Par contre, une minorité des membres du Conseil estime que Meta devrait adopter une règle par défaut supposant que l’expression constitue une glorification d’une organisation désignée, sauf en présence de signaux clairs permettant de déterminer que l’utilisateur ne soutient pas le Hamas ni les attentats du 7 octobre.
Une étude demandée par le Conseil à propos de ces cas a été basée sur l’outil d’analyses de données CrowdTangle. L’accès aux données de la plateforme est essentiel pour le Conseil et pour les parties prenantes externes afin d’évaluer la nécessité et la proportionnalité des décisions de modération de contenu de Meta dans le cadre de conflits armés. C’est la raison pour laquelle le Conseil est préoccupé par la décision de Meta d’arrêter cet outil alors que l’on se demande encore si le nouvel outil, la Bibliothèque de contenu Meta, pourra le remplacer efficacement.
Enfin, le Conseil reconnaît que, même en utilisant des outils de recherche, il est difficile d’évaluer efficacement l’ampleur de la montée des contenus antisémites, islamophobes, racistes et haineux sur les plateformes de Meta.

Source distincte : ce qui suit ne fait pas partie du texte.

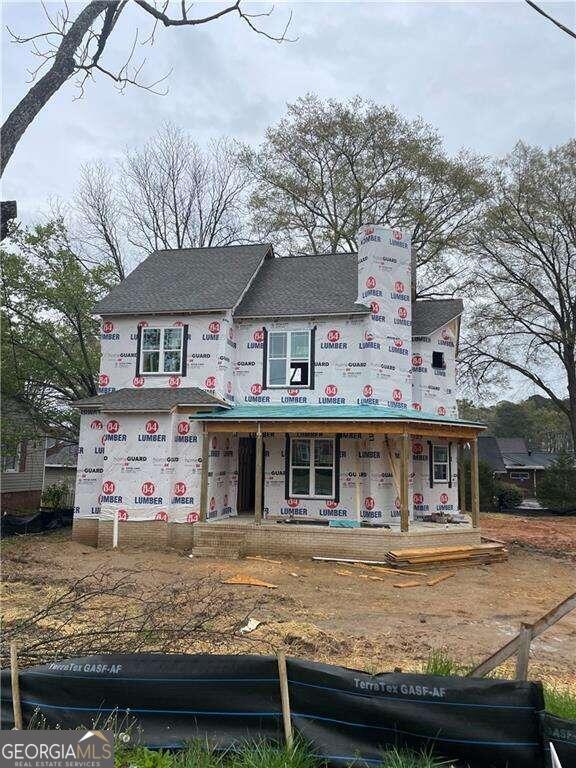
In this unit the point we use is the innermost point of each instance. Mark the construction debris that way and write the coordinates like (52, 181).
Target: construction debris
(438, 579)
(249, 581)
(478, 554)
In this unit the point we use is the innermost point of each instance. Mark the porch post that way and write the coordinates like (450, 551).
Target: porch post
(474, 483)
(461, 478)
(258, 481)
(204, 478)
(404, 483)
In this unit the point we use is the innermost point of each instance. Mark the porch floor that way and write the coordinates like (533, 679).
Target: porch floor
(238, 536)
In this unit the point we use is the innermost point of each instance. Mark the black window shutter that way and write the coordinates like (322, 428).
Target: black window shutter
(287, 466)
(312, 357)
(337, 468)
(184, 350)
(265, 360)
(138, 347)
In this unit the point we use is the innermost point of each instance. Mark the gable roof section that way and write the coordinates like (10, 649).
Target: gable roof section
(153, 399)
(304, 286)
(186, 280)
(430, 314)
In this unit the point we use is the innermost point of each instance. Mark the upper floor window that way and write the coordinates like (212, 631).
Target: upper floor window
(289, 358)
(161, 350)
(438, 360)
(440, 463)
(11, 458)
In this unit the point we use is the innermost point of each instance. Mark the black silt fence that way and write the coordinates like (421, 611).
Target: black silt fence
(346, 716)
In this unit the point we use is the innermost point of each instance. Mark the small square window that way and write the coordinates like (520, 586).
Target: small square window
(438, 360)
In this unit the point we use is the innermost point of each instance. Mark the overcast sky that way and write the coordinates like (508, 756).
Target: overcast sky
(485, 74)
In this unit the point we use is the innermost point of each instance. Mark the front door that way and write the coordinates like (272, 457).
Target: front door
(246, 475)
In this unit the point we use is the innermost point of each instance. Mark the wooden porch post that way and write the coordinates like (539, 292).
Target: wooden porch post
(204, 478)
(474, 483)
(258, 481)
(404, 483)
(461, 478)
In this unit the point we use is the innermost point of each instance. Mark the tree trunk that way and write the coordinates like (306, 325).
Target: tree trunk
(42, 91)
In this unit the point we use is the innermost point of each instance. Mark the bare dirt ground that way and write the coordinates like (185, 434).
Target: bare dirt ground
(350, 619)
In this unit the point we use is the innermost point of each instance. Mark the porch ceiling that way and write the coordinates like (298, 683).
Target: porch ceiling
(337, 418)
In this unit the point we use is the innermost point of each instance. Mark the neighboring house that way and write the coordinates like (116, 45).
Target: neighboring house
(513, 462)
(306, 389)
(22, 476)
(60, 466)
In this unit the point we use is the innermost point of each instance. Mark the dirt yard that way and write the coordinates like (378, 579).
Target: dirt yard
(335, 613)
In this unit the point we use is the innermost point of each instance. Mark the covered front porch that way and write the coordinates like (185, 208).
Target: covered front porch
(377, 503)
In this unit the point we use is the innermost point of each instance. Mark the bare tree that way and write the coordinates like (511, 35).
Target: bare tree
(329, 167)
(525, 316)
(167, 194)
(76, 46)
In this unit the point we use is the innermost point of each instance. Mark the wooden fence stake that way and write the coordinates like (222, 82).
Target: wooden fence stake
(285, 696)
(16, 705)
(523, 656)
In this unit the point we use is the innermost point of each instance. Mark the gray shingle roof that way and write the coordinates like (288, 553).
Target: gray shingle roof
(186, 280)
(304, 285)
(153, 399)
(431, 314)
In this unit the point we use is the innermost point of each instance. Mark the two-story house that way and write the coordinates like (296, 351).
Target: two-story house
(239, 390)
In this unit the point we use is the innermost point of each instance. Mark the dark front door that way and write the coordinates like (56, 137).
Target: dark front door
(246, 475)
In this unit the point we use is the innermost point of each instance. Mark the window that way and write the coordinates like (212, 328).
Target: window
(161, 350)
(312, 468)
(289, 359)
(11, 458)
(438, 360)
(440, 463)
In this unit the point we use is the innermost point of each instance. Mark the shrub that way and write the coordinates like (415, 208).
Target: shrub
(557, 488)
(507, 495)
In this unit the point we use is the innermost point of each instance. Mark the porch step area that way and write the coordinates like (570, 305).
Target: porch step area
(211, 541)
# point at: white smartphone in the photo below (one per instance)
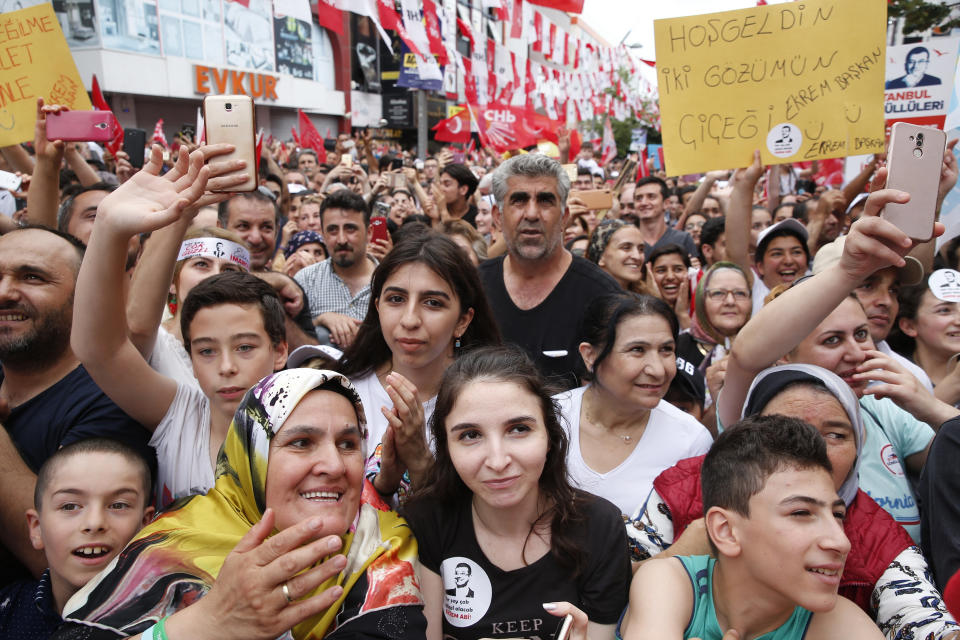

Le Conseil exhorte Meta à mettre intégralement en application une recommandation émise précédemment dans le rapport de diligence raisonnable en matière de droits humains de BSR pour remédier à ce problème.
Décision du Conseil de surveillance
Le Conseil de surveillance confirme la décision de Meta de conserver le contenu dans les trois cas.
Le Conseil recommande à Meta de :
- Assurer que les chercheurs qualifiés, les organisations de la société civile et les journalistes qui avaient accès à CrowdTangle soient intégrés à la nouvelle Bibliothèque de contenu Meta dans les trois semaines après l’envoi de leur candidature.
- Assurer que la Bibliothèque de contenu remplace efficacement CrowdTangle et donne un accès à des fonctionnalités et aux données équivalent ou supérieur.
- Mettre en application la recommandation n° 16 du rapport de BSR sur la diligence raisonnable en matière de droits humains concernant l’influence de Meta en Israël et en Palestine, afin de mettre en œuvre un mécanisme de suivi de la prévalence du contenu qui attaque les individus sur la base de caractéristiques protégées spécifiques (par exemple, le contenu antisémite, islamophobe ou homophobe).